The acaricidal activities of 12 commercial constituents derived from Eugenia caryophyllata leaf oils against Dermatophagoides farinae, D. pteronyssinus and Tyrophagus putrescentiae adults were examined using an impregnated fabric disk application and compared with that of the commercial benzyl benzoate as synthetic acaricide. On the basis of $LD_{50}$ values, the most toxic compound was methyl eugenol ($4.13\;{\mu}g/cm^2$), followed by methyl isoeugenol ($4.19\;{\mu}g/cm^2$), isoeugenol ($4.29\;{\mu}g/cm^2$), eugenol ($4.94\;{\mu}g/cm^2$), and acetyl eugenol ($13.91\;{\mu}g/cm^2$) against D. farinae.
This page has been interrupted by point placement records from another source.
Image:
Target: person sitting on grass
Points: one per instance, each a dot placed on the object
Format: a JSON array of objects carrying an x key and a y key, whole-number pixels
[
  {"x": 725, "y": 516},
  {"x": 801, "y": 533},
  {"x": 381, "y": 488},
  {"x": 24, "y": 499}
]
In the case of D. pteronyssinus, isoeugenol ($2.93\;{\mu}g/cm^2$) was the most toxic, followed by methyl isoeugenol ($3.28\;{\mu}g/cm^2$), methyl eugenol ($3.87\;{\mu}g/cm^2$), eugenol ($3.92\;{\mu}g/cm^2$), and acetyl eugenol ($7.21\;{\mu}g/cm^2$). These results suggest that D. pteronyssinus may be controlled more effectively by the application of eugenol congeners than D. farinae. In comparison with synthetic acaricides, the acaricidal activities of eugenol, isoeugenol, methyl eugenol, and methyl isoeugenol were about 1.9-2.2 times more toxic than benzyl benzoate. Furthermore, the most toxic constituent against T. putrescentiae was exhibited on eugenol ($10.11\;{\mu}g/cm^2$), followed by methyl eugenol ($38.67\;{\mu}g/cm^2$) and acetyl eugenol ($70.09\;{\mu}g/cm^2$), but no activity was observed for isoeugenol and methyl isoeugenol. The results suggested that eugenol congeners may be useful as a new source for selective control of house dust mites and stored food mites.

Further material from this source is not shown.